I’m due a post on events for the rest of term and plans for the vac in detail but now I’ve got back home and I’m at my desk I thought I’d write a few thoughts down. Right now I’m waiting for my e-mail to sync up to my desktop, after syncing all my files and configs and doing a system upgrade. It’ll be interesting to see if I have X after a reboot, or indeed a window manager, since I found this one on a different one on arrival which is disconcerting when I had my laptop and desktop on at the same time; the new one’s installation process is a pain so I don’t know if much will be working after a reboot. I’ve had the odd experience of looking over at my shelf of stuff and not really caring about most of it. All the reading backlogs and bits and pieces don’t seem very important because the philosophical works I have with me are more important (more on this later too — the real world (i.e. current affairs and popular intellectualism) just doesn’t seem important to me at all anymore, which is probably a bit worrying). This is one thing I will try and bring out soon: my enthusiasm for and commitment to Philosophy has gone through the roof in the past three weeks or so (though my ability to do it is still greatly hampered by the ongoing adversary I have described at length before). All I care about (materially!) is the stuff I’ve brought with me: the data on my laptop, the paper in my folders and the piles of books. This is a nice feeling and an encouraging one.
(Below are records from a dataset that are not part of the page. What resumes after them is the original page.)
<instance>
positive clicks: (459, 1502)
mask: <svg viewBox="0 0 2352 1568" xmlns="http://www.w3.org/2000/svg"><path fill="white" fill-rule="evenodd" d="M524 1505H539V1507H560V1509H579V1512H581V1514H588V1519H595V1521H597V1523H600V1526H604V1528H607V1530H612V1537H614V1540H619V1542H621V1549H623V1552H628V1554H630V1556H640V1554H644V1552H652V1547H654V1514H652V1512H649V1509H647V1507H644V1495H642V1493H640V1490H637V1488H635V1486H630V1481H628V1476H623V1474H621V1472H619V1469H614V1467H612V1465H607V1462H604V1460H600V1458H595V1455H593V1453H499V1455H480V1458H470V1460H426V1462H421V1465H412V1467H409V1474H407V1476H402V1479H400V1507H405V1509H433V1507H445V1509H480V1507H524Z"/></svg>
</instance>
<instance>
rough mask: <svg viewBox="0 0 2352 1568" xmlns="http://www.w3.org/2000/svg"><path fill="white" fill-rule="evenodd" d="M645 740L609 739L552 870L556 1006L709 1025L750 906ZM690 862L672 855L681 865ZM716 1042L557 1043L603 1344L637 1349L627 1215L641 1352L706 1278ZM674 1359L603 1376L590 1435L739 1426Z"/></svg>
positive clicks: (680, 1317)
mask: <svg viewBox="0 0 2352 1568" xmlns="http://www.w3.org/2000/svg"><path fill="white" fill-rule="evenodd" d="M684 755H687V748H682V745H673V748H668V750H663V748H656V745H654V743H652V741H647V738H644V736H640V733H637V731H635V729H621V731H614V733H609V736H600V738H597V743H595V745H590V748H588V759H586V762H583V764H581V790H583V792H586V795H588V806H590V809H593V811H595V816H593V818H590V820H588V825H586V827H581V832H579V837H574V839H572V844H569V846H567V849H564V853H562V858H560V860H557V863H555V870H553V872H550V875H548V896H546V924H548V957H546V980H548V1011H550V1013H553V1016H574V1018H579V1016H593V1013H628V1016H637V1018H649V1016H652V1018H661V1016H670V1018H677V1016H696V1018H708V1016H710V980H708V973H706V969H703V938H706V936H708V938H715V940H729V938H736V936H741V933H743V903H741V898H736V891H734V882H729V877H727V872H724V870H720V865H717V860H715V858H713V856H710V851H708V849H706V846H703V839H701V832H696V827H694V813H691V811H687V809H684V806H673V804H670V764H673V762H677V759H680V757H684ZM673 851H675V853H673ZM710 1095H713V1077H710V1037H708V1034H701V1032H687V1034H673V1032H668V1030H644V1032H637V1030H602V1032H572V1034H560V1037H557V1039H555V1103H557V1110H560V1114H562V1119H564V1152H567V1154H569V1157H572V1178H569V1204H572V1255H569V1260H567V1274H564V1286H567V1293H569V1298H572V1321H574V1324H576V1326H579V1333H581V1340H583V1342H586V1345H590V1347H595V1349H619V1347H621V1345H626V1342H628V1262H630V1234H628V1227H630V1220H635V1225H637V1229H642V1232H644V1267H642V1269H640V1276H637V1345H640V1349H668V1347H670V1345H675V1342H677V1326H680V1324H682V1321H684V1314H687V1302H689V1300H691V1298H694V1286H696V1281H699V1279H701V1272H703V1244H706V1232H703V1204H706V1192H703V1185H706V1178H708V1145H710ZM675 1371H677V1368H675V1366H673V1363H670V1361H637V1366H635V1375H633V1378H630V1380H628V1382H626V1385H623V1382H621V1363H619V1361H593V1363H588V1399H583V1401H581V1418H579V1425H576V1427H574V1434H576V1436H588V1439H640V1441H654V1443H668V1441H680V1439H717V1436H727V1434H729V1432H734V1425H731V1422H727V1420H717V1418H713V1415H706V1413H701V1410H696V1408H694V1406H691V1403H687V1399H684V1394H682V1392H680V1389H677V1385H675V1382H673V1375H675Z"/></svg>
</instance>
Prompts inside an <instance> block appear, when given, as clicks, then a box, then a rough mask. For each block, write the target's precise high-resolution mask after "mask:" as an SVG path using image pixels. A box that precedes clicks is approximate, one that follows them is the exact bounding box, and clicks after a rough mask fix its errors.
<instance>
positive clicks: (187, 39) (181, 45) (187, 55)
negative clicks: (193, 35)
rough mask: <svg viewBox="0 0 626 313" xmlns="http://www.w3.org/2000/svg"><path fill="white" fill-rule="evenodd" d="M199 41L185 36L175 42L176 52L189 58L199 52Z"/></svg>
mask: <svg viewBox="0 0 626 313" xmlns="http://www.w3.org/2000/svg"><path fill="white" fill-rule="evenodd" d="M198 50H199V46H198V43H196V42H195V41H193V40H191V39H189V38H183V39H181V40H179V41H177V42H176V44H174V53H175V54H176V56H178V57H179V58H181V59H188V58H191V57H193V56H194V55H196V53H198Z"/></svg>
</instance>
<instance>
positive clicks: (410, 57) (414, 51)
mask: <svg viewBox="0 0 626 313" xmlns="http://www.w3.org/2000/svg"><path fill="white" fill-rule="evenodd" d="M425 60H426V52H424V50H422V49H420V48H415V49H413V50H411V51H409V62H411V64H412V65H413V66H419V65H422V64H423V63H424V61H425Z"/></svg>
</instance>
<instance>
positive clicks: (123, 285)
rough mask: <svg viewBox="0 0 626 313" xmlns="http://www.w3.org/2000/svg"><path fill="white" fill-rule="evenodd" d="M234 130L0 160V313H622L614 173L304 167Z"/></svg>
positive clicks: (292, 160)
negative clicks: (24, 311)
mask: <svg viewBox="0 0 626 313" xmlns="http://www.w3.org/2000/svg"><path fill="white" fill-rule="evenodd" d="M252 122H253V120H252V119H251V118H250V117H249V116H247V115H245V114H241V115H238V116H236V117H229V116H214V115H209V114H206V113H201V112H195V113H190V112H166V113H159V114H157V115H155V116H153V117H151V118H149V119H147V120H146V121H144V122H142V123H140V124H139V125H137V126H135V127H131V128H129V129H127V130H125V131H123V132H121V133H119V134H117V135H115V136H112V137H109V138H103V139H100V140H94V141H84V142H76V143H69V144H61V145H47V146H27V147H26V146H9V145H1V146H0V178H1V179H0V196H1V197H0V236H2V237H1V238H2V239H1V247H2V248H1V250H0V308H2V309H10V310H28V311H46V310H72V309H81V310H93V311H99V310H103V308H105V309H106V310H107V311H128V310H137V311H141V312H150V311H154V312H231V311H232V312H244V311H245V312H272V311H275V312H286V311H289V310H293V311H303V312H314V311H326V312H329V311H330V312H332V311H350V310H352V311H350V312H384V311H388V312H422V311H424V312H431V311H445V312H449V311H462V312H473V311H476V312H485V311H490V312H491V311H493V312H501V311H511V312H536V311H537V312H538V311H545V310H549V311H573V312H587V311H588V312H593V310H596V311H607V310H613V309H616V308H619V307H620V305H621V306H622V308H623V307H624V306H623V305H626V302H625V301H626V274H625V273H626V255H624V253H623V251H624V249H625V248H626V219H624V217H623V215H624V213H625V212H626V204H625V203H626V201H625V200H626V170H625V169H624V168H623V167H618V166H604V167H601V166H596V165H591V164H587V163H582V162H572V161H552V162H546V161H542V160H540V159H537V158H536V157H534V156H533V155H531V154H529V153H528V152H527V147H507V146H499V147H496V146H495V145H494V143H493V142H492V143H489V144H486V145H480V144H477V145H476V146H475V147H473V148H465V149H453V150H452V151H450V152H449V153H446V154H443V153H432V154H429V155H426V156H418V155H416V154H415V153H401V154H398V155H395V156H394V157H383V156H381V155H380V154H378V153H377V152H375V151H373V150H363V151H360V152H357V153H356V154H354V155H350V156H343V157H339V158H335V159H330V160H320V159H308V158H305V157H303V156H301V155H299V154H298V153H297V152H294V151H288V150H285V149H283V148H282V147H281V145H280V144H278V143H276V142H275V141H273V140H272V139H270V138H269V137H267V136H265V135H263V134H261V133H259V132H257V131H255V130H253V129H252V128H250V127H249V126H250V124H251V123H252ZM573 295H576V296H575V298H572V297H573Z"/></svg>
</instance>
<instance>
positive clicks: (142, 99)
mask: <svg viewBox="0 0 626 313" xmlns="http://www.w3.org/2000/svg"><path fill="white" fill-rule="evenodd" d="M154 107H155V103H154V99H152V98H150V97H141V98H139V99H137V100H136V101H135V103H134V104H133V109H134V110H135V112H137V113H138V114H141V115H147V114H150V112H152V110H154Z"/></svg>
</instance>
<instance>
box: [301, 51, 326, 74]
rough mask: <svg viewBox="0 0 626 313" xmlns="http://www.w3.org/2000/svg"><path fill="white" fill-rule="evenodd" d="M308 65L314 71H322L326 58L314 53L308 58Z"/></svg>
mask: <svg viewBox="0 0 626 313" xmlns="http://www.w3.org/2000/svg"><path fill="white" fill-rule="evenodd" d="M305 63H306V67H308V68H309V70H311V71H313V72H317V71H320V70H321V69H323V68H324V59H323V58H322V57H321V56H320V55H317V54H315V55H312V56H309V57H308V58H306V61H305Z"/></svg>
Tomorrow I’m taking the day off to finish unpacking and to clear my organisational backlogs so that everything is clear and ready to go before me for the next five and a half weeks (time in France and time in Oxford after that before full term starts a whopping eight weeks away) and the nice thing is that I know that I will get it done. I’ll make a quick list when I get up of the various backlogs that I am to clear, get them cleared and then I will feel legitimately free for the rest of the day. Perhaps I’ll write on here. I’ll try to get my diary filled in (got four days-worth of rough notes that lose meaning every hour I delay writing them up). And on Tuesday one of the hardest tasks I have ever faced will be before me, as I will write about properly. But this evening I am contented. I am concerned about how much I have to motivate myself to do, and I am guilty that during my insane 8th week of many conflicting academic and social pressures I have neglected my contact with people I care about; I’ve got to try to fix this, but it’s okay for now. Because I’ve got Blame’s Essential Mix on and Nu:Tone’s Balaclava is incoming, and I feel the challenges I face are solidifying into things I can hack at, and I’m starting to really believe my frequently proferred views of what’s important in how I am to spend my life.
Come on offlineimap…
I like reading your blog at 200% zoom.
That is all.
This imported comment should say posted 16:46 on 21st March 2011.